Happy Emancipation 2020!


Photo #repost from @marianunesphotography (Instagram)

Russell Grant portraying "Montezuma, Deposed Emperor of the Aztecs" from from @mokosomokow 2020 presentation "Resurrection at Sorrow Hill"

Happy Emancipation Day! Trinidad & Tobago was the first country to declare Emancipation Day as a national holiday and the day is now recognized and celebrated throughout the Caribbean.

In light of the recent events that have brought to the forefront an unprecedented national discussion on systematic racial injustices and inequalities that have always existed, today gives us extra pause for reflection. 


Despite contemporary messaging and imagery in popular media and what we’ve been taught or rather have not been taught, African history, civilization and culture dates back thousands of years before the Trans-Atlantic Slave Trade. Today we are witnessing an unprecedented re-evaluation of the historic narrative regarding enslaved Africans and post-emancipation experiences and events. These conversations are taking place not only here in the U.S. but throughout the diaspora. Knowledge is power and at this time we have all realized how important it is to be informed about the history and series of events that have led us to where we are now.


Today, as members of the Afro-Caribbean diaspora, we celebrate and pay homage to the resilience, fortitude and courage of our African ancestors who in the face of unspeakable adversity were able to hold on to their culture and improvise and adapt in the face of unthinkable oppression and suppression. We honor the elders who so fiercely guarded and passed on this rich culture through music, artform, dance, spirituality and cuisine at great personal expense. Mothers, fathers, sons and daughters, brothers and sisters, aunts and uncles, grandfathers and grandmothers, friends and neighbors, teachers, men and women of medicine, artists, griots and chantuelles…we celebrate and remember them all. And so today we have music, instruments, artforms and cuisine that are our very own. And for this we are deeply thankful.

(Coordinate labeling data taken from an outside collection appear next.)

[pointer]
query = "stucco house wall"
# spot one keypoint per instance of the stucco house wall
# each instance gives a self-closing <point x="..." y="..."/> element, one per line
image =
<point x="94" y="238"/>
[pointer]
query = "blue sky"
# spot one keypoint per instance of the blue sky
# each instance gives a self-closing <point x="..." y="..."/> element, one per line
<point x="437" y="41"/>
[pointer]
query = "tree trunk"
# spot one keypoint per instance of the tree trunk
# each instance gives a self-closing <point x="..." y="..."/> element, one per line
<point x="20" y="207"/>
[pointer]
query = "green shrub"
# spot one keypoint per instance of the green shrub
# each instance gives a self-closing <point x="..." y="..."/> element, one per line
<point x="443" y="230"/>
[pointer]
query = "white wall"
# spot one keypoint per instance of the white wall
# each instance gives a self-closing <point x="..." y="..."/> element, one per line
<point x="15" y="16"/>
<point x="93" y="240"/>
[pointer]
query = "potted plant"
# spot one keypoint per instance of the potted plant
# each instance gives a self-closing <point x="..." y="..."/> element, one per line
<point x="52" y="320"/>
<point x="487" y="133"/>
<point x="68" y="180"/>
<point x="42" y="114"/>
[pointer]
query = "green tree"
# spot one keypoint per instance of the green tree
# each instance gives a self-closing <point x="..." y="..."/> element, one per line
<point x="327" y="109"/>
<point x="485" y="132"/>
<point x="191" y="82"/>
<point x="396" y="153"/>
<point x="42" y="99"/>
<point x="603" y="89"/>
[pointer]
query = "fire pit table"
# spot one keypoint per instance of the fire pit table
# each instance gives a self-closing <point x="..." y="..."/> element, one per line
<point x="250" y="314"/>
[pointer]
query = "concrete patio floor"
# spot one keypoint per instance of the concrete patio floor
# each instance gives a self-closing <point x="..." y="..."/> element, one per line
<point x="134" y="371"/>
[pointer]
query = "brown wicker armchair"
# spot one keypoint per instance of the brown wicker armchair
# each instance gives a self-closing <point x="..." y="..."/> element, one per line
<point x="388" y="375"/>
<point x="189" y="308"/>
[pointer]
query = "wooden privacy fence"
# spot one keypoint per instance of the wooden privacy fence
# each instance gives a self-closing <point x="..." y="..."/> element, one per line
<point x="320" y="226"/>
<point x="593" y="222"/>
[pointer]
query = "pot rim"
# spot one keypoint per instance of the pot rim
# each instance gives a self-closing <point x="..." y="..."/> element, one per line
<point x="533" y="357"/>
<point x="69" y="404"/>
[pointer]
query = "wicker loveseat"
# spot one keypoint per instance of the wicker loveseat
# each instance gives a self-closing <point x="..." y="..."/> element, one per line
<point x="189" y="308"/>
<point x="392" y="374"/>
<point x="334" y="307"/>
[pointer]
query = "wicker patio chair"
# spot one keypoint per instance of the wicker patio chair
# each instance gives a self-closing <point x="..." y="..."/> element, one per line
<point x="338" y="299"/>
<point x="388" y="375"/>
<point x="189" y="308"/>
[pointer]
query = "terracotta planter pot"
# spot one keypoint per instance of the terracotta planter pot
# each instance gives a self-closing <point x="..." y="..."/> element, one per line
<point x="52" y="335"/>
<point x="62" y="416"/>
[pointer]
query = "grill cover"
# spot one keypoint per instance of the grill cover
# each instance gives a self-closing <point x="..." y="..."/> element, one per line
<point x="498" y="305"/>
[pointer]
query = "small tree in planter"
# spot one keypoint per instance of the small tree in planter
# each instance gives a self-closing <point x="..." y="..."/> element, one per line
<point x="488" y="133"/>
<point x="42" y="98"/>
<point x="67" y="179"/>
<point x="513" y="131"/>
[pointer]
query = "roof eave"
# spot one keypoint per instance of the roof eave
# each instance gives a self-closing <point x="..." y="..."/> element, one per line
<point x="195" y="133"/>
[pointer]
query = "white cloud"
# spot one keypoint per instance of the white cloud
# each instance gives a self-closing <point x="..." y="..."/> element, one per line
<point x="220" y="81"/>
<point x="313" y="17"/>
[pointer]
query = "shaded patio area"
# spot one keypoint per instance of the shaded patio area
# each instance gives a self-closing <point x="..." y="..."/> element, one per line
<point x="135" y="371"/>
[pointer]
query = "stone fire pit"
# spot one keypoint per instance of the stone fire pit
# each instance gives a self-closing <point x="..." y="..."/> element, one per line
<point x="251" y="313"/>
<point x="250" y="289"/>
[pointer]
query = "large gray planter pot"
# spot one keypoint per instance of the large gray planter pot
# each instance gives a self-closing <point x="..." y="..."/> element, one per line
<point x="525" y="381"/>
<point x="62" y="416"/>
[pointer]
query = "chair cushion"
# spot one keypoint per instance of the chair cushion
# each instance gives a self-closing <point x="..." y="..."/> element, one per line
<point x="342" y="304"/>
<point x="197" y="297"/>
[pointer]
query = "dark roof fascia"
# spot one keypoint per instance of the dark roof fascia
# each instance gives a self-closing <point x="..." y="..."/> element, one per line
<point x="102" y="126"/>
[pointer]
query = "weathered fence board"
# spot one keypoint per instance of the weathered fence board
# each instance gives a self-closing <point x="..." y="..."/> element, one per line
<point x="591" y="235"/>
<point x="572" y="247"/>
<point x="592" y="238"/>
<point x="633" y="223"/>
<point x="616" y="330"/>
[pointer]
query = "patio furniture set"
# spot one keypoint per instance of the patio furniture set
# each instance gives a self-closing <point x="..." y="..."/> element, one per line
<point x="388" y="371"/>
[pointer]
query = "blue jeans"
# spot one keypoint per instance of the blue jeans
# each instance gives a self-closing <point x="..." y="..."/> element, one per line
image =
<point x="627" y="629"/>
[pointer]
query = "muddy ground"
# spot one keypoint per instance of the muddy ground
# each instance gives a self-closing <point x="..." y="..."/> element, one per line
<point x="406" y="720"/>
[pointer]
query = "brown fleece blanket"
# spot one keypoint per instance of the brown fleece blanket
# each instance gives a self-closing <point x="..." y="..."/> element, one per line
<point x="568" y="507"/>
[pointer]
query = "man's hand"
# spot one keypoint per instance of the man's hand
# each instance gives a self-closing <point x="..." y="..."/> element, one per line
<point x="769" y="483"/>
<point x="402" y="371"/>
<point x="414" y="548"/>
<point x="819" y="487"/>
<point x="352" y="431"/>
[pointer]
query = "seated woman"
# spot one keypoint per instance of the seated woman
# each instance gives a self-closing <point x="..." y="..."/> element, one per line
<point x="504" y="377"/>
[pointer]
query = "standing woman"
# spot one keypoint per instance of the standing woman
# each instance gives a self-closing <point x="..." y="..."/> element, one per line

“In the light of the bombardment of all our youth with alien images and cultures, Kambule says to our young people that you have much to claim and you have much of which you can be proud! Kambule reminds us that the African created a great deal despite enslavement. In the gayelle of existence, those ancestors fought inch by contested inch to clear a space for the manifestations of their culture…whether remembered or forged in the crucible of the environment to which they had been forcibly transported.”© 


Eintou Pearl Springer, Playwright

CANBOULAY RIOTS

"My play Kambule pays tribute to our warrior ancestors of the mas and brings their achievements to the attention of the entire society. The Carnival that we now take for granted was fought for by the former enslaved of the barrack yards, not only in Port of Spain but also in the east and south of the island."